Production has increased more than fourfold since the beginning of 2008 and shows no signs of slowing down. And where there’s an oil boom, a jobs boom follows.
Needless to say, North Dakota’s workforce is still relatively tiny. The rest of America’s unemployed workers can’t just pick up and move there. Besides, people have lots of perfectly valid reasons not to want to move to North Dakota -- family members with local work or school relationships, “underwater” mortgages, or just the basic fact that North Dakota is cold and remote. Still, not many people would need to move there in order to narrow the national and regional unemployment gap.
So why don’t they? The first reason is housing costs. So many people have already moved to North Dakota that there’s no place to put them. Browsing Craigslist recently, I saw an ad offering a 27-square-foot trailer for $1,800 a month. An actual two-bedroom, 1,400-square-foot house in Minot can be yours for $3,900 per month. The Wal-Mart in Williston recently announced that it will no longer be letting people squat in its parking lot.

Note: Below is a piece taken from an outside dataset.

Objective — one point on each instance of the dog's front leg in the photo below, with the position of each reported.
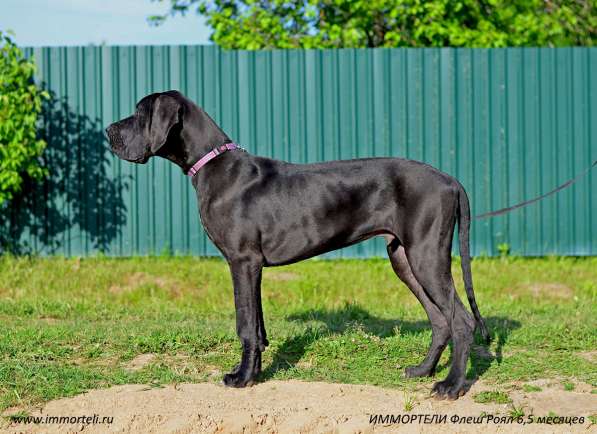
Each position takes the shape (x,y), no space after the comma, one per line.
(246,278)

To make a long story short, North Dakota is full. It may be a big state, but its stock of available housing is too small.
While North Dakota’s critical housing shortage has fascinated the national news media, the long-running story of the housing shortage on the coasts has largely gone neglected. Consider this striking finding from the 2010 census: Of the 10 counties that added the most people during the aughts, exactly zero were located in one of America’s 10 richest metropolitan areas. The Phoenix metropolitan statistical area, home to one of the fastest- growing counties in the country, is, according to the Brookings Institution’s State of Metropolitan America report, below average in terms of median household income.
There’s something odd going on here. People cross the U.S.-Mexico border illegally to take advantage of higher U.S. wages. Logic would dictate that people should be moving to Fairfax County in Virginia (median household income: $105,416) rather than Arizona’s Maricopa County ($55,054). After all, the legal, linguistic and logistical barriers between moving from Phoenix to Northern Virginia are tiny compared to those involved in moving from Mexico to the U.S.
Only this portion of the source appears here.